TLDR: $META 32%, $NU 25%, $CROX 18%, $NET 10%, $MSFT 7%, $ASO 7%
I have neither specific time frame for investing nor a concrete goal. Maybe being able to afford a mortgage for a house in 10 years lol? I don't want to lose the money I put in the market, so I'm trying to pick profitable companies at good prices, hopefully with a good possibility to grow in the future. I'm willing to take some risk, but maybe not as much as buying options.
I've been thinking, how to pick stocks, and what I came up with is I'm trying to give 2 value estimates — “optimistic” and “pessimistic”. Note that I have no idea how to properly value companies, but I read quarterly reports and try to make sense of the numbers, but mostly intuitively. Currently I use a google sheets doc where every stock has current price and my estimates, giving me an overview of how much upside and downside the stocks have. When I get a pay check, I try to pick stocks that have less downside, more upside, and also that don't skew too much my portfolio.
Now here is about individual stocks:
- Meta: my low/high market cap estimates are 300B/600B. Media mostly talks about metaverse being a flop and Apple getting in the way of their tracking, but I think its fall to 10PE was overblown. They actually spend more money on AI than on VR, and they also said that they have good results from AI used for advertising, so they don't see Apple policies being a major problem for them.

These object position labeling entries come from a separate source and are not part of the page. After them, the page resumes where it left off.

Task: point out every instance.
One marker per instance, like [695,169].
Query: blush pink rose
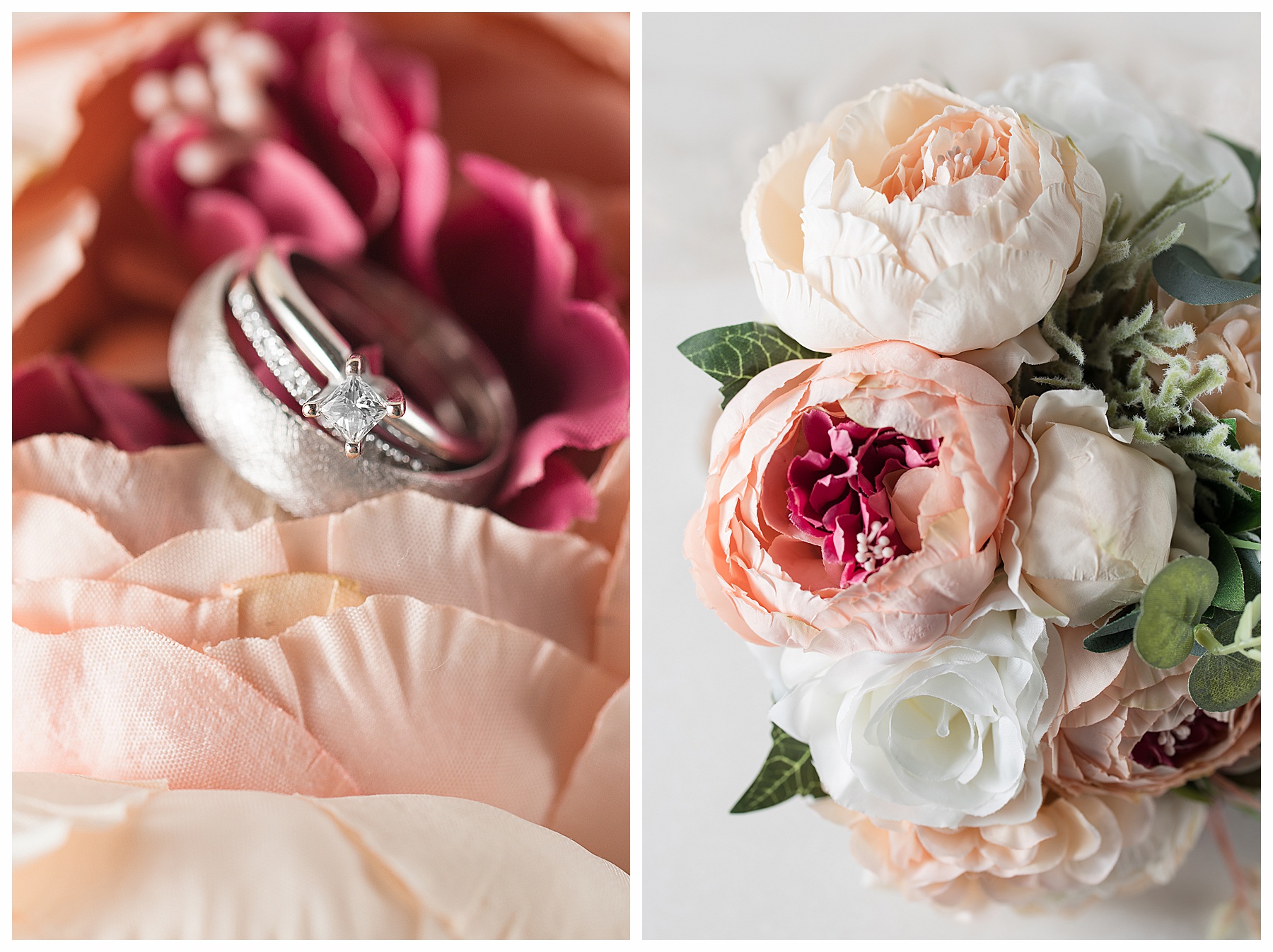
[1126,727]
[1071,853]
[765,576]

- Nubank: I actually learned about this company before Buffett invested in it. They have interesting tech. I'm a software developer, and I love the tech stack they use (Clojure, Datomic) — it makes me feel much more productive when developing compared to other, more mainstream tech stacks like Java or Python. Also, in Russia where I used to live, before the war, there was a similarly awesome banking service (Tinkoff) that I used and loved. After moving to Europe it makes me sad to see how far behind other banks here, even the more progressive ones. Anyway, my estimates are 15B/35B.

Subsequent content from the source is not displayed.